What keeps you motivated in your work?
Fairness.
If you underpay SDLT, it is pursued. If you overpay, it usually goes unnoticed. That imbalance matters.
What drives me is applying the legislation properly so people pay what they legally owe. Nothing more. Nothing less.
When structure is in place, outcomes improve. That principle underpins everything we build.
If you could change one thing about the transaction process, what would it be?
Clarity about what SDLT actually is.
For years it has been absorbed into conveyancing workflows. In reality it is tax advice, involving detailed legislation and financial consequence if wrong.
The move toward tax adviser registration feels like recognition of that reality.
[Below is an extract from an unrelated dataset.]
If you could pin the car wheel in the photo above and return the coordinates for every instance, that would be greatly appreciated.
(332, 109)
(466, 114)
It clarifies a position we have always held.
When roles are properly understood, risk reduces and clients are better protected.
What has been the best development in conveyancing in the last 20 years?
The shift toward structured data and system thinking.
Case management platforms and improved information flow have strengthened consistency where implemented well. Capturing accurate information earlier reduces friction later.
We are still early in that evolution, but the direction is positive.
And the worst?
Resistance to change.
There is often awareness that parts of the process could be strengthened, yet adjusting long established workflows is uncomfortable.
Speed has improved. Precision has not always kept pace. That gap remains.
Do you think conveyancing will ever be fully digitalised?
Yes, over time.
Not in every aspect, and not without significant innovation. But the mechanics of transferring property, validating information and applying rules will become far more system driven.
Judgement will always remain human. The administrative backbone will continue to evolve.
Do you think it should be?
Yes, with caveats.
If a transaction can be made quicker, clearer and more accurate without compromising legal integrity, that serves buyers and sellers first. It also benefits the wider economy.
Digitisation should strengthen accountability, not weaken it. Roles may evolve, but responsibility cannot disappear.
What’s the best piece of advice anyone ever gave you regarding your career?
Be clear about what you stand for.
I was aware early on that assumptions would be made. That made clarity of principle essential.
My position has always been simple. Equal treatment under the law. Access to clarity for everyone. Pay what you owe. No more and no less.
Consistency defines you over time.
What’s the best piece of advice you’d like to give to someone just starting out?
Do not chase approval. Chase competence.
Learn the detail properly, especially in regulated areas. Surface knowledge creates confidence. Depth creates protection.
My grandfather gave me advice I still live by: look after the clients and their interests, and the money will look after itself.
Tell us something people may be surprised to know about you…
I left school at 16 after doing well in my GCSEs. Shortly after starting A levels, I became seriously ill. When I recovered, I chose not to return to formal education.
It was a confusing period and I struggled to find direction for a while. On paper it looks unconventional.
That experience forced independence early. I had to build knowledge through experience rather than structured progression.
Alongside running Compass, I train and compete internationally as a T44 para sprinter. I was born with severe Talipes and only pursued athletics seriously in my thirties.
Neither path has been linear. Discipline and persistence matter more than the route you take.